Inutilmente Ruto ha cercato di far presa sull’orgoglio nazionale dicendo che il provvedimento era necessario per “riscattare il nostro paese e affermare la nostra sovranità”. Le proteste sono continuate, la polizia il 25 giugno e nei giorni successivi ha sparato ad altezza d’uomo uccidendo decine di persone. Anche quando Ruto, vista la situazione, ha deciso che la legge non sarebbe entrata in vigore i dimostranti, invece di dirsi soddisfatti, sono tornati per strada per chiedere le sue dimissioni. Gli slogan scanditi e scritti sui manifesti hanno continuato a reclamare la fine di corruzione e malgoverno, ad accusare la classe politica di essere responsabile delle difficoltà in cui versa tanta parte della popolazione. L’11 luglio il presidente Ruto ha sciolto il governo lasciando in carica soltanto il ministro degli esteri, Musalia Mudavadi. Il giorno successivo il capo della polizia Japhet Koome ha rassegnato le dimissioni.
Neanche questo è bastato.

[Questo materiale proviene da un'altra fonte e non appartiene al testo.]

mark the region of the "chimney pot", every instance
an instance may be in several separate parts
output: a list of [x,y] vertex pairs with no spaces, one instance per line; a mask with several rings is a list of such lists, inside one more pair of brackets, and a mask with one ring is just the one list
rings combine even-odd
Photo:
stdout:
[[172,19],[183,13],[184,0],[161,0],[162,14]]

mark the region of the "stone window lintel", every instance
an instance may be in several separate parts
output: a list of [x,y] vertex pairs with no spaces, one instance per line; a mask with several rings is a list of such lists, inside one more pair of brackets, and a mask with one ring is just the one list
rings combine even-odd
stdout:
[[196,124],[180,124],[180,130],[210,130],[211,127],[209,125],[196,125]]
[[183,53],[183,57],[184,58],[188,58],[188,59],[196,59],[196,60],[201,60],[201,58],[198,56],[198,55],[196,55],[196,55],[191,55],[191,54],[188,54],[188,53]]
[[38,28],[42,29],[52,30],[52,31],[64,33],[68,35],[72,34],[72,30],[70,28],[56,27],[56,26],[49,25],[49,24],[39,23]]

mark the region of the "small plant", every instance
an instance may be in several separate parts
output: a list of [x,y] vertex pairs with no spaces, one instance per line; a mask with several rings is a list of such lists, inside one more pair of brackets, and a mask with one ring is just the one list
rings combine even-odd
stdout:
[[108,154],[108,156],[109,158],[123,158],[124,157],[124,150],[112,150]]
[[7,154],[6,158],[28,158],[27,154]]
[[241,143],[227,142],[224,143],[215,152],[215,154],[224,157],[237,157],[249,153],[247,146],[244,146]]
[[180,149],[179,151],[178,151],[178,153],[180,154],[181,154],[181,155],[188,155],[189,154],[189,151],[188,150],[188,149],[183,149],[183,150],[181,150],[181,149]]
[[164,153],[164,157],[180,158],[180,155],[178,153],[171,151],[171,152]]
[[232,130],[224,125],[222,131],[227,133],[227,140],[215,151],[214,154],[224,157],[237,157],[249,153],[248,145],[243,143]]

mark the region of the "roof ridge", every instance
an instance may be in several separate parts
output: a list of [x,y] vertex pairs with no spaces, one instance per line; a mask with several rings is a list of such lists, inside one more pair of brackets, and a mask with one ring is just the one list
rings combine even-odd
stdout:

Siccome la polizia ha vietato di svolgere manifestazioni di protesta nel centro della capitale, il 23 luglio i manifestanti hanno cercato di raggiungere l’aeroporto internazionale. Secondo una notizia dell’ultima ora, hanno rifiutato recisamente l’eventualità prospettata di un governo di unità nazionale consapevoli che sarebbe solo un espediente per rabbonire l’opposizione assegnando delle cariche ministeriali ad alcuni suoi esponenti.

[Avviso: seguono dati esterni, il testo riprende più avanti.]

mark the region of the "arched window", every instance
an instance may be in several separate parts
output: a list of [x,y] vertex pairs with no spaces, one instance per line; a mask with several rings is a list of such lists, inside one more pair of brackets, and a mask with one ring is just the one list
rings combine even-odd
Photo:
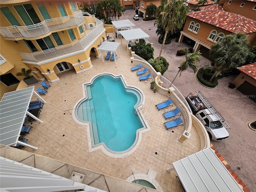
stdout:
[[224,38],[224,34],[223,33],[219,33],[217,38],[216,38],[216,39],[215,40],[216,42],[221,42],[221,41],[222,40],[223,38]]
[[200,24],[199,23],[197,23],[195,26],[193,32],[197,34],[197,32],[198,32],[198,30],[199,30],[199,28],[200,28]]
[[141,7],[144,7],[144,1],[141,1]]
[[188,30],[192,31],[194,26],[195,22],[194,21],[192,21],[190,22],[190,24],[189,25],[189,27],[188,27]]
[[211,41],[213,41],[216,37],[216,35],[217,35],[217,31],[216,30],[212,30],[208,37],[208,40]]

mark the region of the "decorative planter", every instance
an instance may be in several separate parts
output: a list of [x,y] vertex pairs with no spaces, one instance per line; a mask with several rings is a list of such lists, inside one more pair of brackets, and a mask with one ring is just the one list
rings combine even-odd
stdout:
[[155,86],[156,84],[150,84],[150,89],[154,89],[154,87]]
[[27,84],[28,85],[32,85],[32,84],[36,83],[38,82],[38,81],[34,76],[33,76],[29,79],[24,79],[24,81],[27,83]]

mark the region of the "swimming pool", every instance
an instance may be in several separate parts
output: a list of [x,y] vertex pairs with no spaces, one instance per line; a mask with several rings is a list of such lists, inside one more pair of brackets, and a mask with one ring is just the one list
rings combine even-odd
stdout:
[[100,74],[84,86],[85,98],[76,106],[75,114],[90,123],[92,148],[102,145],[115,154],[129,151],[138,142],[139,132],[147,128],[135,110],[142,106],[144,94],[127,86],[122,75]]

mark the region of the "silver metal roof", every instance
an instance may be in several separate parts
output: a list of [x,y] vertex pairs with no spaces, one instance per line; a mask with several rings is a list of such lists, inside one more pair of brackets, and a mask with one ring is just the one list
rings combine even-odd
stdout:
[[124,30],[119,32],[128,42],[140,39],[146,39],[146,41],[147,41],[147,39],[150,37],[149,35],[140,28]]
[[5,93],[0,101],[0,144],[17,143],[34,86]]
[[120,43],[111,41],[104,41],[97,49],[100,51],[112,51],[116,52]]
[[113,26],[117,29],[120,29],[124,27],[130,27],[134,28],[135,24],[132,23],[129,19],[120,20],[119,21],[112,21]]
[[210,148],[172,164],[186,191],[243,192]]

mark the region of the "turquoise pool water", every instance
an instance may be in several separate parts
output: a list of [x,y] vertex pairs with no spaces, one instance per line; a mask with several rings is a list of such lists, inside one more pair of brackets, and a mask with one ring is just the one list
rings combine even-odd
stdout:
[[134,113],[134,108],[140,104],[140,94],[126,88],[120,77],[106,75],[85,85],[85,91],[88,98],[78,105],[77,115],[92,122],[94,144],[104,142],[116,152],[130,148],[137,130],[144,127]]
[[142,179],[137,179],[135,181],[132,181],[132,182],[133,183],[136,183],[137,184],[138,184],[139,185],[142,185],[143,186],[145,186],[145,187],[149,187],[150,188],[151,188],[152,189],[156,189],[156,188],[151,184],[150,182],[148,182],[148,181],[146,181],[146,180],[143,180]]

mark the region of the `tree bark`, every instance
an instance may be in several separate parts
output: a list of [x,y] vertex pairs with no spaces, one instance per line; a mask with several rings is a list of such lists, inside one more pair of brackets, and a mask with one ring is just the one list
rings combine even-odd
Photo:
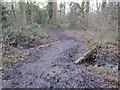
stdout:
[[20,0],[20,23],[21,25],[26,25],[26,11],[25,11],[25,1]]

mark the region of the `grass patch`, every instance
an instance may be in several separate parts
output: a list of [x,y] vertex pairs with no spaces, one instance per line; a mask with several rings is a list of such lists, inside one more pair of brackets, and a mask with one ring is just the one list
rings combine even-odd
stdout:
[[8,57],[2,57],[2,64],[3,65],[6,65],[6,64],[9,64],[11,62],[11,59],[8,58]]

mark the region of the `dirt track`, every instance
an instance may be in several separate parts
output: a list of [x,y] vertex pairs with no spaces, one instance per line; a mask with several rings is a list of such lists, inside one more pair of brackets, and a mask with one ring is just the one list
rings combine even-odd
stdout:
[[5,88],[111,88],[89,66],[75,65],[78,52],[84,53],[87,47],[82,39],[70,37],[62,32],[52,32],[58,41],[50,46],[34,48],[31,56],[23,64],[14,66],[11,72],[3,75]]

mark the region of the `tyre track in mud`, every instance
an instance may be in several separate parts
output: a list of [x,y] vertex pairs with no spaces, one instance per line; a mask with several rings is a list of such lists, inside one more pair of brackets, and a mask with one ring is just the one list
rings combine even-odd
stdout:
[[[56,34],[59,42],[38,48],[19,67],[14,66],[8,76],[3,75],[4,88],[92,88],[112,85],[96,75],[84,64],[75,65],[78,52],[86,47],[78,39]],[[8,72],[9,73],[9,72]]]

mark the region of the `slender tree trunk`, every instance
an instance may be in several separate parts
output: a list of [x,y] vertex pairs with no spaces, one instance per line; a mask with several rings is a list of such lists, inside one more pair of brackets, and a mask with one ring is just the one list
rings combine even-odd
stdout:
[[56,22],[58,15],[57,15],[57,1],[54,0],[52,2],[49,0],[48,2],[48,14],[49,14],[49,22]]
[[15,14],[15,10],[14,10],[14,5],[13,5],[14,2],[11,3],[11,9],[12,9],[12,12],[13,12],[13,16],[14,16],[14,19],[16,21],[16,14]]
[[20,0],[20,23],[21,25],[26,25],[26,11],[25,11],[25,1]]

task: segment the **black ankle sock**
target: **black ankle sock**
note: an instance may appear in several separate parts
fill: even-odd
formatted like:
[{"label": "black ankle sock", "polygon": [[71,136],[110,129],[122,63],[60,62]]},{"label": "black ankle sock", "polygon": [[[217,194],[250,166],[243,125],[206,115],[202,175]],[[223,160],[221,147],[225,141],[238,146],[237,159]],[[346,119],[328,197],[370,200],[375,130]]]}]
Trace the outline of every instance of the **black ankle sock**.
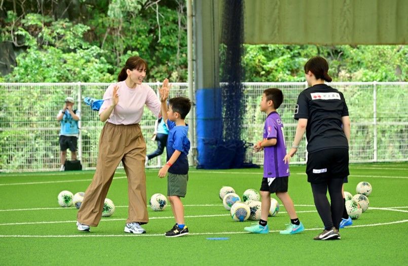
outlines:
[{"label": "black ankle sock", "polygon": [[268,224],[268,221],[261,219],[261,220],[259,220],[259,224],[261,224],[263,226],[266,226],[266,225]]},{"label": "black ankle sock", "polygon": [[296,225],[299,225],[301,224],[301,221],[298,218],[295,219],[290,219],[290,222],[291,222],[292,224],[295,224]]},{"label": "black ankle sock", "polygon": [[346,209],[346,199],[343,199],[343,200],[344,200],[344,209],[343,210],[343,215],[342,216],[342,218],[343,219],[348,219],[349,214],[347,213],[347,210]]}]

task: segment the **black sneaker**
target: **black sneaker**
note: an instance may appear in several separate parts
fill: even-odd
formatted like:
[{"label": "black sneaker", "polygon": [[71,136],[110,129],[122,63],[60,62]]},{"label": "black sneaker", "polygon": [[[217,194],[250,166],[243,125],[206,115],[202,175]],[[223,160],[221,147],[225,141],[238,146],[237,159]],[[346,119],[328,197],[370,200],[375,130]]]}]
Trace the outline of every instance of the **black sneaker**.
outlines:
[{"label": "black sneaker", "polygon": [[171,232],[175,230],[176,229],[178,229],[178,225],[177,225],[177,223],[176,223],[173,226],[173,228],[172,228],[171,229],[166,232],[166,234],[170,233]]},{"label": "black sneaker", "polygon": [[180,229],[177,226],[177,227],[173,228],[170,231],[166,232],[165,236],[166,236],[166,237],[177,237],[188,234],[189,229],[187,226],[184,226],[182,229]]},{"label": "black sneaker", "polygon": [[335,227],[330,230],[324,230],[318,235],[313,238],[315,240],[334,240],[340,239],[340,234]]}]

Nel frattempo il resto del continente guarda con interesse a quel che succede in Kenya e prova a fare altrettanto. Nel vicino Uganda è stata organizzata una prima, grande manifestazione anti corruzione che la polizia ha represso con gli idranti e arrestando decine di persone. Il presidente Yoweri Museveni, all’annuncio di una nuova protesta indetta per il 23 luglio ha minacciato gli organizzatori accusandoli di “essere al servizio di potenze straniere”, dicendo che “stavano giocando con il fuoco” e che non avrebbe consentito a nessuno di interferire con le attività del governo.

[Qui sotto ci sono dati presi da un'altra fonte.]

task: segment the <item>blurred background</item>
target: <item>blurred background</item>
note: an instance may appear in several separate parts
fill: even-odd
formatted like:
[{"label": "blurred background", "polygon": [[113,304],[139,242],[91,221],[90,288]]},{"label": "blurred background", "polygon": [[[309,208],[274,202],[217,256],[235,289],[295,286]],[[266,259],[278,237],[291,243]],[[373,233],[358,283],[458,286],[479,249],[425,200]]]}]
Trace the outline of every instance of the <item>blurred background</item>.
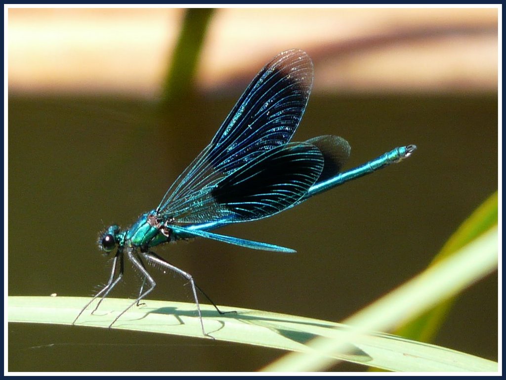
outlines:
[{"label": "blurred background", "polygon": [[[497,189],[497,9],[6,12],[9,295],[92,295],[109,271],[99,231],[155,207],[256,73],[291,48],[315,66],[295,141],[342,136],[348,168],[418,149],[219,231],[296,255],[202,239],[157,248],[217,304],[342,320],[423,270]],[[125,272],[113,297],[136,297]],[[182,279],[153,274],[150,298],[193,302]],[[497,312],[496,274],[459,298],[434,343],[496,360]],[[14,323],[9,345],[11,371],[255,371],[284,353]]]}]

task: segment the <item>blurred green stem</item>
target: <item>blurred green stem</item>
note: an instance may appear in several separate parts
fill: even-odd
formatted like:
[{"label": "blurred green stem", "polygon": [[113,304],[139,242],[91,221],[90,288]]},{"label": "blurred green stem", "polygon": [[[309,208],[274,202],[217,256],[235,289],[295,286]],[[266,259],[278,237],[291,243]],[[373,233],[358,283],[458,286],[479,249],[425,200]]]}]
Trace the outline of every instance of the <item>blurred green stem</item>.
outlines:
[{"label": "blurred green stem", "polygon": [[[497,193],[489,197],[452,235],[430,265],[450,256],[497,224]],[[393,333],[418,342],[430,342],[446,319],[455,298],[449,299],[416,319],[399,326]]]},{"label": "blurred green stem", "polygon": [[193,92],[197,63],[213,8],[187,9],[162,92],[162,106],[173,107]]}]

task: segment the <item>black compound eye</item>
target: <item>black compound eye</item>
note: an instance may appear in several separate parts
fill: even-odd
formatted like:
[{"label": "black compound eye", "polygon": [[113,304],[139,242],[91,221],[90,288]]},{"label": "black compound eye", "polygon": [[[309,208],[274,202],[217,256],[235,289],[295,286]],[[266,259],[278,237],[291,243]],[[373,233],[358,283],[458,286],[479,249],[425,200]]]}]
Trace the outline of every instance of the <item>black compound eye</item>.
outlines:
[{"label": "black compound eye", "polygon": [[107,234],[102,239],[102,248],[106,252],[112,250],[116,246],[114,237],[110,234]]}]

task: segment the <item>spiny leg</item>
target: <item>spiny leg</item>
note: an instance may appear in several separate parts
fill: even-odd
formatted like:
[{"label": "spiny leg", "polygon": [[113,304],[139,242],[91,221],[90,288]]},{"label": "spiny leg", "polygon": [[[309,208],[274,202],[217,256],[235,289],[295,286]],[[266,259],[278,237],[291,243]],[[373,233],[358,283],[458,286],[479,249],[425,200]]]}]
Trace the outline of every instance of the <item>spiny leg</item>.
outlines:
[{"label": "spiny leg", "polygon": [[200,291],[201,293],[202,293],[204,295],[204,297],[207,299],[207,301],[210,302],[211,304],[213,305],[213,306],[215,307],[215,309],[216,309],[216,311],[222,315],[224,315],[225,314],[228,314],[229,313],[232,313],[234,314],[237,314],[237,312],[236,312],[235,310],[230,310],[230,311],[222,311],[219,309],[218,309],[218,307],[216,306],[216,304],[213,302],[213,300],[209,298],[208,295],[207,295],[206,294],[205,294],[205,293],[204,292],[204,291],[200,288],[200,286],[197,285],[197,284],[195,284],[195,287],[196,287],[197,289],[198,289],[198,291]]},{"label": "spiny leg", "polygon": [[[161,265],[163,267],[165,267],[165,268],[168,268],[169,269],[173,270],[177,273],[179,273],[181,276],[186,278],[187,280],[190,282],[190,284],[191,285],[192,291],[193,292],[193,297],[195,299],[195,303],[197,305],[197,311],[198,312],[198,318],[200,320],[200,326],[202,327],[202,333],[204,334],[204,336],[210,336],[210,335],[208,335],[206,333],[205,333],[205,330],[204,328],[204,321],[202,319],[202,313],[200,311],[200,304],[198,303],[198,298],[197,297],[196,285],[195,284],[195,281],[193,281],[193,278],[191,276],[191,275],[189,273],[185,272],[183,270],[180,269],[179,268],[175,267],[174,265],[169,264],[166,261],[165,261],[164,259],[160,257],[153,252],[147,252],[145,253],[143,252],[142,255],[145,258],[146,258],[147,260],[150,260],[150,261],[152,261],[153,263],[157,264],[159,265]],[[200,290],[200,289],[199,290]],[[204,294],[204,295],[205,295],[205,294]],[[207,298],[206,295],[205,297],[206,298]],[[213,305],[214,305],[214,303]],[[215,306],[215,307],[216,307],[216,306]],[[217,308],[217,309],[218,308]],[[210,336],[210,337],[213,337]]]},{"label": "spiny leg", "polygon": [[[118,262],[118,258],[119,258],[119,266],[120,270],[119,274],[118,275],[118,277],[114,280],[114,274],[116,273],[116,266]],[[123,276],[123,251],[120,249],[118,250],[118,251],[116,254],[116,256],[114,256],[114,258],[112,261],[112,267],[111,270],[111,275],[109,276],[109,281],[107,281],[107,284],[98,293],[96,294],[95,296],[91,299],[91,300],[86,304],[86,305],[77,314],[77,316],[75,317],[74,321],[72,322],[72,324],[74,324],[76,321],[79,319],[79,317],[81,316],[81,314],[84,312],[85,310],[89,306],[93,301],[94,301],[97,298],[100,297],[104,292],[105,293],[102,295],[101,299],[98,303],[98,305],[97,307],[93,309],[93,311],[92,312],[93,314],[98,308],[99,305],[100,305],[100,303],[103,300],[104,298],[109,294],[109,292],[114,287],[114,286],[119,281],[121,277]]]},{"label": "spiny leg", "polygon": [[114,320],[113,320],[109,325],[109,327],[111,327],[112,325],[114,324],[114,322],[118,320],[118,319],[119,319],[119,317],[123,315],[123,314],[124,314],[125,312],[126,312],[126,311],[130,308],[136,304],[138,304],[139,302],[149,294],[149,293],[155,288],[155,286],[156,286],[156,283],[155,282],[154,279],[151,276],[151,275],[148,273],[148,271],[144,268],[144,263],[142,262],[142,261],[140,259],[140,258],[137,257],[137,255],[136,254],[135,248],[129,248],[128,250],[126,251],[126,256],[127,257],[128,257],[129,260],[132,262],[132,263],[141,271],[141,273],[144,276],[145,279],[147,279],[149,282],[150,286],[148,290],[144,293],[141,294],[139,297],[137,298],[137,299],[134,301],[134,302],[132,303],[130,306],[120,313],[115,318],[114,318]]},{"label": "spiny leg", "polygon": [[[144,263],[143,262],[142,260],[141,260],[141,258],[139,257],[139,254],[137,254],[137,259],[139,259],[139,262],[141,263],[141,265],[144,267],[144,269],[147,270],[147,269],[146,269],[146,266],[144,265]],[[142,278],[142,283],[141,284],[141,288],[139,290],[139,297],[141,297],[141,294],[142,294],[142,291],[144,289],[144,285],[146,285],[146,277],[143,277]],[[140,300],[139,300],[139,302],[137,302],[137,306],[138,307],[142,305],[146,305],[146,304],[144,302],[141,303]]]},{"label": "spiny leg", "polygon": [[[117,255],[116,255],[116,256],[117,256]],[[123,256],[123,250],[122,249],[121,250],[121,254],[119,255],[119,273],[118,274],[118,277],[116,278],[116,279],[114,280],[114,282],[111,284],[111,286],[109,287],[108,289],[107,289],[107,291],[106,291],[105,293],[104,293],[104,294],[100,298],[100,301],[98,302],[98,303],[97,304],[97,306],[95,306],[95,308],[94,309],[93,311],[92,312],[92,314],[96,311],[97,311],[97,309],[98,309],[98,307],[100,306],[100,304],[102,303],[102,302],[104,301],[104,299],[107,297],[107,295],[109,293],[111,292],[111,290],[112,290],[113,288],[114,288],[114,286],[115,286],[116,284],[117,284],[117,283],[121,280],[121,278],[123,278],[123,273],[124,271],[124,259]],[[114,271],[111,273],[111,278],[112,278],[113,274],[114,274]]]},{"label": "spiny leg", "polygon": [[[175,272],[177,272],[180,273],[180,274],[182,274],[182,273],[181,273],[181,272],[182,272],[182,271],[181,271],[181,269],[179,269],[179,268],[176,268],[177,269],[178,269],[179,270],[176,270],[176,269],[174,269],[174,268],[176,268],[176,267],[174,267],[173,265],[172,265],[170,264],[169,264],[162,257],[161,257],[158,256],[154,252],[149,252],[149,253],[153,257],[155,258],[156,258],[156,260],[153,259],[152,258],[150,258],[149,257],[147,257],[146,258],[148,259],[148,260],[151,260],[154,261],[154,262],[156,263],[157,264],[160,264],[161,265],[162,265],[164,267],[167,267],[169,269],[172,269],[172,270],[175,271]],[[163,264],[162,264],[162,263],[163,263]],[[187,273],[186,272],[184,272],[184,273],[186,273],[186,275],[187,275],[187,276],[189,276],[190,277],[191,277],[191,275],[190,275],[189,273]],[[187,280],[188,280],[189,281],[189,279],[188,278],[188,277],[187,277],[187,276],[185,276],[185,275],[182,275],[183,276],[183,277],[185,277],[185,278],[186,278]],[[200,291],[201,293],[202,293],[202,294],[204,295],[204,297],[205,297],[206,299],[207,299],[207,301],[209,301],[209,302],[210,302],[211,304],[213,306],[214,306],[215,309],[216,309],[216,311],[218,313],[219,313],[221,315],[224,315],[225,314],[228,314],[229,313],[233,313],[233,314],[237,314],[237,312],[236,312],[235,310],[231,310],[230,311],[222,311],[221,310],[220,310],[218,308],[218,307],[216,305],[216,304],[215,304],[214,302],[213,302],[213,300],[210,298],[209,298],[209,296],[207,295],[203,290],[202,290],[202,289],[200,288],[200,286],[199,286],[198,285],[197,285],[197,284],[196,284],[195,283],[194,281],[193,281],[193,284],[195,285],[195,287],[197,288],[197,290],[198,290],[199,291]]]}]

A 5mila chilometri di distanza, anche in Nigeria i giovani seguono con attenzione le proteste dei loro coetanei kenyani. Stanno organizzando una manifestazione anti corruzione nella capitale Abuja e forse in altre città per il 1° agosto. Il presidente Bola Tinubu ha reagito sprezzante accusando “alcuni uomini e alcune donne” di voler mobilitare i giovani per loro “sinistri motivi”. Gli è stato replicato che la situazione del paese è tale per cui la maggior parte delle famiglie si possono permettere solo un misero pasto al giorno e molti si procurano da mangiare frugando nella spazzatura e che quindi il governo deve pensare a interventi seri e non liquidare i giovani dicendo che sono manovrati da qualcuno.
Come se niente fosse successo, intanto i politici kenyani continuano a ostentare la loro ricchezza sulle reti social dove pubblicano immagini di auto di lusso, di elicotteri privati, di ville e piscine.